Sunday, September 16, 2012

Saving Face

I listened to two great sermons today - one was live and at my own church - addressing culture's current fascination with the "undead" and using the book, Abraham Lincoln: Vampire Hunter, as the springboard for the discussion. The Frau thinks our fascination with vampires and zombies and such is just because they are weird and different, but my pastor, Matt Sturtevant caused me to think about the possibility that our interest in these subjects emerges from a need to wrestle with the unknown of eternity.  I'm still mulling that over, and will likely revisit the idea in a future post.

The second sermon I watched online - an archived message by Adam Hamilton (Church of the Resurrection) which I highly recommend entitled "The Bible and Sexuality" from his series on Wrestling with the Bible.  He addresses a topic I've been "mulling over" for a good many years and has some intriguing insights that are beautifully stated and illustrated. The details he addresses and questions he raises are best for you to view directly as spoken by him - the link is provided above.

I appreciated his acknowledgement from the outset that the issue of homosexuality is one that divides us - as a nation, as communities, churches, and friends and families. He also confessed that it is an issue with which he continues to wrestle. But as a church, they will accept and love everyone, and agree to live "in tension" with one another about their individual interpretation of Scripture. 

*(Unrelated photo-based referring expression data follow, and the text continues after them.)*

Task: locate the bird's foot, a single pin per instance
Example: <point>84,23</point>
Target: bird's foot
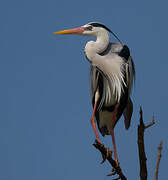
<point>113,173</point>
<point>105,156</point>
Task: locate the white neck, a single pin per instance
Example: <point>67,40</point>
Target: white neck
<point>93,48</point>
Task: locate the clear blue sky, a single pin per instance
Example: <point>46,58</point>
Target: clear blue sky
<point>45,106</point>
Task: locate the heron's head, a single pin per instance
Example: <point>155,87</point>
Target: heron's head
<point>90,29</point>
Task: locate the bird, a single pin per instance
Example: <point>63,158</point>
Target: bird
<point>112,73</point>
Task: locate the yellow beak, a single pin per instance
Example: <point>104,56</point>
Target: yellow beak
<point>78,30</point>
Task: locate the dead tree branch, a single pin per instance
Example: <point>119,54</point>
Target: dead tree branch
<point>158,160</point>
<point>116,168</point>
<point>141,146</point>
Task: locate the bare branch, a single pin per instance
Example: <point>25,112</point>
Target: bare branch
<point>141,148</point>
<point>116,168</point>
<point>158,160</point>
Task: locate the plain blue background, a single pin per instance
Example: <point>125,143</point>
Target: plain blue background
<point>45,105</point>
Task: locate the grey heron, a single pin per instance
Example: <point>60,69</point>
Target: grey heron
<point>111,76</point>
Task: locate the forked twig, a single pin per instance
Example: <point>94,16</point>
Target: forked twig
<point>116,168</point>
<point>158,160</point>
<point>141,146</point>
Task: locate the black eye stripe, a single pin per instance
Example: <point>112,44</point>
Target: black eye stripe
<point>100,25</point>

That Adam continues to "wrestle" with the issue, and that his personal feelings have evolved about interpreting the Bible in the few verses that address homosexual behavior, appears to be directly related to his actually getting to know gay and lesbian individuals. When "homosexuals" become a face and a family, rather than an abstraction and an arbitrary group, I think we all begin to wrestle with our understanding of how Jesus would interact with, and love, this person. We all have to come to a decision about whether these verses should be interpreted in light of the cultural context, or if they are God's overarching literal intent for all eternity.

My own church is extremely welcoming and loving, too.  And it is such a great start. But there are a lot of those faces out there who want to be fully affirmed by the congregations where they worship and serve.  They feel called as ministers and teachers, they want to stand up with their children when they are baptized in front of the whole church, and they want to be able to make a public and faith based commitment to their spouse before their God and their family of faith. To love us and welcome us but be unable to affirm us at this level is somewhat akin to asking us to sit in the back of the bus, or the church. 

I don't mean to sound harsh. It took me a long time to accept and affirm myself, and it started with my accepting and affirming my gay friends. I first had to personify the abstraction. That was my pilgrimage. When I was able to completely and fully love them and believe that God did the same, then I was finally able to love myself enough to admit, not only how God had created me, but how much God continues to love me.

So I say to my friends who just aren't "there," yet.  I love you; I know you love me; and I know God loves us both. I want to be that face, that personification for you. And I can live "in tension" with you on the subject for as long as it takes. But do know that sometimes it gets lonely in the back of the bus.